A mill consists of a steel shell supported at each end by a hollow trunnion running in a bearing, lined with steel plates, and driven by belt and gears or by motor and gears. The mill is set at a slight slope and is fed with finely crushed ore and water through one trunnion. When ground fine enough by the load of balls, the pulp is discharged through the other trunnion and run where desired for further treatment. In some plants a ball-mill or rod-mill will reduce the ore to, say, 100 mesh and a tube-mill will finish the grinding to 200 mesh or finer. In other plants a ball- mill or a tube-mill will do all the grinding, but it must be fed with fine ore—say, 1/8 to ¼ inch—to do this properly. Grinding coarse ore in a ball-mill is done by steel balls of three sizes (5, 4, and 3 inches); fine ore is ground in a tube-mill by 2- and 1½-inch balls or by flint pebbles or by hard, rounded mine rock such as quartzite. These grinding media wear to small sizes, and new ones must be added regularly to make up the weight. When a mill is in closed circuit with a classifier, it will handle a circulating load of several times the amount of the original feed.
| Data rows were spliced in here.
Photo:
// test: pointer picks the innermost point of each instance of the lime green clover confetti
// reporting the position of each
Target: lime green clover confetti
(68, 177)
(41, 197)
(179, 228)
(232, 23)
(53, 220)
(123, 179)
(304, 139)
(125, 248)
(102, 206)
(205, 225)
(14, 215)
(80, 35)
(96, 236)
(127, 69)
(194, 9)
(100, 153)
The correct operation of a mill with proper load of balls and pulp or ore feed is determined by sound or by power meter. Normally, the sound is a rumble, whereas from a more or less empty mill there is a rattle. The speed of mills depends upon their diameter; a ball-mill of 3 feet revolves 35 times a minute, and one of 5 or 6 feet, 29 or 27 times. Tube-mills run at a revolution or two faster (see Fig. 117).
Some ores require much finer grinding than others to liberate the minerals, and this increases the milling cost.
Ball Mill Product Classifying
One passage of ore through a mill is seldom enough grinding to release gold and silver or other minerals from the gangue that encloses them; therefore, a classifier is worth installing to separate the sand from the slime and return the former for further grinding or for their separate treatment. Classification may be done in cones or in drag, rake, screen-wheel, spiral-within cylinder, and spiral-in-trough classifiers.
When a classifier is operated to separate the sand for further grinding, it is arranged in closed-circuit with a mill, which means that the coarse pulp is circulated and ground until it passes out of the classifier as slime. The classifier controls the size of the finished material. But when a classifier is arranged in open- circuit with a mill, the sand and slime are separated and flow, without further grinding, to their respective treatment. Unless such products are desired, open-circuit grinding is inefficient.
If unclassified pulp is sent to shaking tables or to flotation machines or other equipment, they do less effective work, which means losses; therefore, pulp should be separated into at least two grades—sand and slime—before being fed to any machine. Even collecting tanks in cyanide plants should receive sand pulp and slime pulp if two products are to be treated, although in some plants the whole pulp is run into one collector and the slime over-flows to its own tank, leaving the sand sometimes more or less slimy in the collector where it is now and then treated or discharged and filled into a treatment vat.
Rake and Drag Classifiers
The Dorr is the example of the rake, and the Esperanza of a drag. The former consists of a shallow rectangular tank in which are reciprocating rakes. There are several designs of the Dorr machine. The slime overflows at the lower end, and the sand at the upper end. In the drag type are scrapers affixed to an endless metal belt. The products of this type are sand and slime. These machines have large capacity or circulating loads and can be adapted to washing ores and sands of not too large a size (see Fig. 117 for a mill and classifier in closed circuit).
Spiral Classifiers
The Akins, Hardinge, and Western Machinery are examples of the spiral. The first two consist of a spiral rotating in an open steel trough or box set on a slope, the spiral working the sand to the upper end and the slime overflowing at the lower end. Spirals of 8 to 12 inches diameter are available for small plants. The 12-inch size is good for 12 tons a day. A 24-inch spiral will handle 35 tons. These machines have large capacity or circulating loads and may be used for washing ores and sands of not too large a size. The third make of classifier consists of a spiral within a sloping and rotating drum. The feed enters by pipe about mid-way up the drum and is separated into sand and slime like the other machines. The last classifier ranges in size
from 12 to 48 inches. Wash water is fed in at the top end. The flow of water and fines is countercurrent to the movement of the sand (see Fig. 118).
Classifier Ball Mill
There is also on the market a rib-cone screening ball-mill whose “classifier,” as it may be termed, is part of the mill. Capacities for prospectors are 2 to 4 and 4 to 8 tons through 35 mesh in 24 hours, requiring 1½ to 3 horsepower. The screen is as the discharge end of the mill. Washed oversize is returned to the inside by the action of the mill, and the fine material passes out to be treated.